Encouraging philanthropy through the tax system: where are we now?

INCREASING THE FLOW OF CAPITAL FOR GOOD - INVESTING AND GIVING

Magazine article

There is no doubt that we are living in uncertain times. In early May of last year, when I was a panel member at the Philanthropy Impact Tax Update in the context of Philanthropic Giving, who would have predicted the outcome of the General Election? At that time everything was ‘strong and stable’ and the prospect of a minority government seemed fanciful.

The election result has only served to compound the Brexit uncertainty that we were already so conscious of then. And in that context what prospect is there to stimulate philanthropy through new forms of taxefficient giving?

Updating tax-efficient giving measures

In an age of consumer choice I am firmly of the belief that we need an improved tax-efficient giving ‘toolkit’. By this I mean a set of measures that allow people to give using tax-efficient mechanisms that suit them best. The measures would need to be constantly reviewed to ensure that they are ‘fit for purpose’ and reflect the realities of modern life. This should take account of the differing and changing needs of those who want to give but need the right structures to make this work optimally for them. No one measure will deliver the knockout blow. This is where the giving toolkit comes into play.

That is not to say that we are starting off from a bad place. The existing measures are useful and varied including Gift Aid, payroll giving, gifts of shares and gifts of property. More recent tax reliefs include the reduced inheritance tax rate that is applied where more than 10% of the estate is left to charity, and there are measures for social investment tax relief. This is not to forget the cultural gifts exemption.

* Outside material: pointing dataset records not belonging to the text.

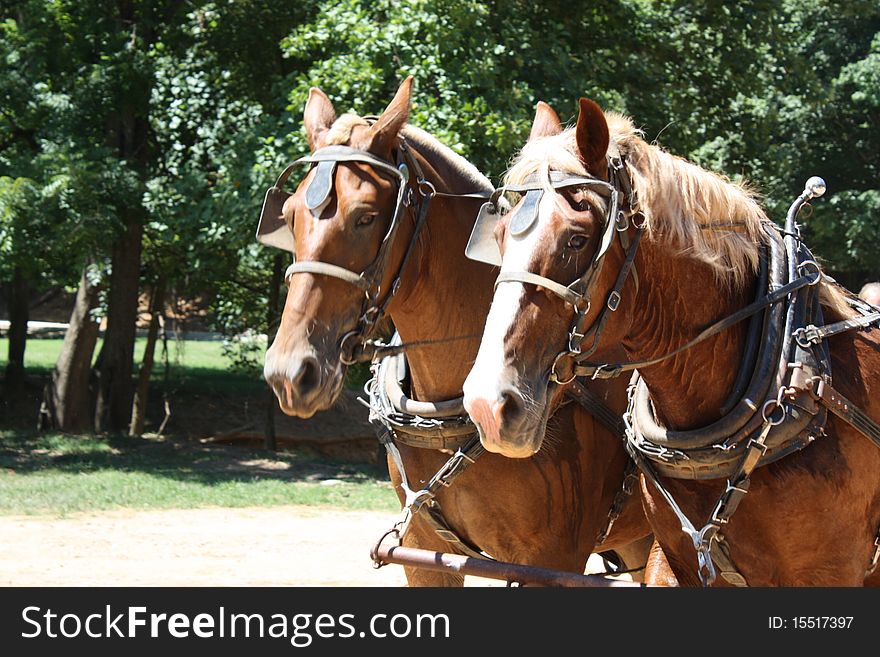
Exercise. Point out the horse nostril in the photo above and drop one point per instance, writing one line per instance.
(308, 376)
(512, 406)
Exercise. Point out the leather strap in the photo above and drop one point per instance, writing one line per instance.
(328, 269)
(566, 293)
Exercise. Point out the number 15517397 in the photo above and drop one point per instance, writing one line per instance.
(810, 622)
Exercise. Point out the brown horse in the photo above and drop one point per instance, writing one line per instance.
(545, 510)
(810, 517)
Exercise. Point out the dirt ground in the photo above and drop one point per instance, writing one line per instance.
(280, 546)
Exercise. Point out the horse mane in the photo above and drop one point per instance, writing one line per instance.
(700, 213)
(426, 144)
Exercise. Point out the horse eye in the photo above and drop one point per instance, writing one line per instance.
(582, 205)
(577, 242)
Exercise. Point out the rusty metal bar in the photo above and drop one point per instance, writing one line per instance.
(509, 572)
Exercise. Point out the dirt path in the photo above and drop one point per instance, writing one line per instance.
(284, 546)
(279, 546)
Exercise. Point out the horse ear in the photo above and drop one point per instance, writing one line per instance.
(318, 116)
(392, 120)
(546, 123)
(592, 137)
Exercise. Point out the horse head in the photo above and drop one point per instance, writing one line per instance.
(553, 242)
(342, 219)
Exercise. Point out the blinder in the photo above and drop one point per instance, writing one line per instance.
(272, 229)
(482, 246)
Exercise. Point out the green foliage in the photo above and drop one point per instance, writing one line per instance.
(768, 90)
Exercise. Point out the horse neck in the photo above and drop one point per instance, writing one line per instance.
(443, 295)
(679, 297)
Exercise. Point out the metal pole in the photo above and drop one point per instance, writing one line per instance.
(509, 572)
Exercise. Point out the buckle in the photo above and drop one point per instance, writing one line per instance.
(613, 300)
(807, 336)
(554, 377)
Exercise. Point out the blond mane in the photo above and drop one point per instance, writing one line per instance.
(700, 213)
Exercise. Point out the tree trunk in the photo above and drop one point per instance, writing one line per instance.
(18, 319)
(115, 362)
(271, 328)
(67, 398)
(139, 406)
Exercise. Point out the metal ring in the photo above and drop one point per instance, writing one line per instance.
(344, 357)
(812, 263)
(768, 416)
(800, 337)
(554, 378)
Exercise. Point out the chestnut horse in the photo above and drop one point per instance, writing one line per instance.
(810, 517)
(545, 510)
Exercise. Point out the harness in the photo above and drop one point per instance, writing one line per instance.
(446, 425)
(780, 398)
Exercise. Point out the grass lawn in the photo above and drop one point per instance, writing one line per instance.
(195, 364)
(55, 474)
(59, 474)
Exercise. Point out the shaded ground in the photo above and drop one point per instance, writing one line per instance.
(280, 546)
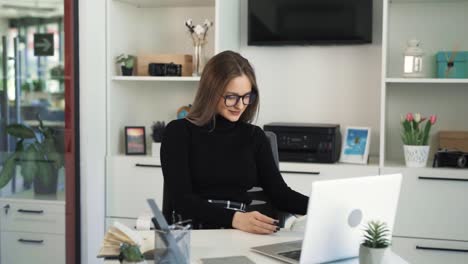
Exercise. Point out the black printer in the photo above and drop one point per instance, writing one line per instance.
(307, 142)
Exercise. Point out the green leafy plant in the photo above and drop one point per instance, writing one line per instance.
(413, 132)
(131, 252)
(376, 235)
(35, 152)
(126, 60)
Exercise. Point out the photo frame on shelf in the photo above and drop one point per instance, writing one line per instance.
(135, 140)
(355, 147)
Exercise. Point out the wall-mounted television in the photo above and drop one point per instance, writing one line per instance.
(309, 22)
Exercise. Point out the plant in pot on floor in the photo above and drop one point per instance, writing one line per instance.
(376, 243)
(415, 136)
(37, 156)
(157, 134)
(126, 63)
(131, 254)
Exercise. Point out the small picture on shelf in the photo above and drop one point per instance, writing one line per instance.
(356, 145)
(135, 140)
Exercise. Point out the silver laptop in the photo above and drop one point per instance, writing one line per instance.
(337, 213)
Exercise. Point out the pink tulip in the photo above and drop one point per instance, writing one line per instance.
(433, 119)
(409, 117)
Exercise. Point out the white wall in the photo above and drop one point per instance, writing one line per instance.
(92, 21)
(319, 84)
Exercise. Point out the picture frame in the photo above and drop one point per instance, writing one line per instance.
(356, 143)
(135, 140)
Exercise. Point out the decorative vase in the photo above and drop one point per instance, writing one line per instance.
(371, 255)
(198, 59)
(416, 156)
(413, 59)
(126, 71)
(155, 149)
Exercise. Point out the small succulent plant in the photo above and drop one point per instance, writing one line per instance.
(376, 235)
(158, 131)
(131, 253)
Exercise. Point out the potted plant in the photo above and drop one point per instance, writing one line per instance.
(131, 254)
(376, 243)
(36, 154)
(126, 63)
(157, 134)
(415, 136)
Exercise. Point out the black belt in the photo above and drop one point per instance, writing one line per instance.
(236, 206)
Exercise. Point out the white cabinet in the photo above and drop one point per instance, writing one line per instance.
(130, 181)
(426, 251)
(431, 204)
(30, 230)
(299, 176)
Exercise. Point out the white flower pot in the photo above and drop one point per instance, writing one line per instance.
(416, 156)
(371, 255)
(155, 149)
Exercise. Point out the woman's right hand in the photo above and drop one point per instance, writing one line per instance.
(255, 222)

So the resources in the existing toolkit are many and they all play their part. Like any toolkit some of the tools will be used all the time whilst others will be only brought into use occasionally in particular circumstances. But they may need refreshing from time to time if they are to be as effective as they might be and it is some time since there have been major changes to it so the toolkit is beginning to look a little bit worn. So are there new measures that might reinvigorate our toolkit?

Anyone hearing the last Budget would not be full of optimism about that. We clearly have a Government that is not minded to address anything other than what’s urgent as it has too many other things to focus on. But, it will not necessarily stay like this forever. And we need to be ready for that when it happens.

That is where grounds for optimism might lie. When the dust settles, the place and need for philanthropy is likely to be clearer than ever – especially given the strains on public services.

So what principles should guide us in lobbying for change? Most importantly, the giving must always be the priority. Tax efficiency must be secondary to that. The ‘tax tail’ must not wag the ‘giving dog’.

In seeking change we also need to:

  • Stick to the principle that what is given away to fund charity should not be taxed. What is given is no longer a person’s income to spend on themselves. In other words, tax relief should be seen as an underlying right rather than as a simple stimulus for giving.
  • Notwithstanding this, be practical and canny in understanding what appeals to Government in terms of impact and costing. To argue that giving to charity is simply a good thing is not sufficient reason in itself.
  • Remember the UK’s heritage of philanthropy and not let it become just another word for a business proposition.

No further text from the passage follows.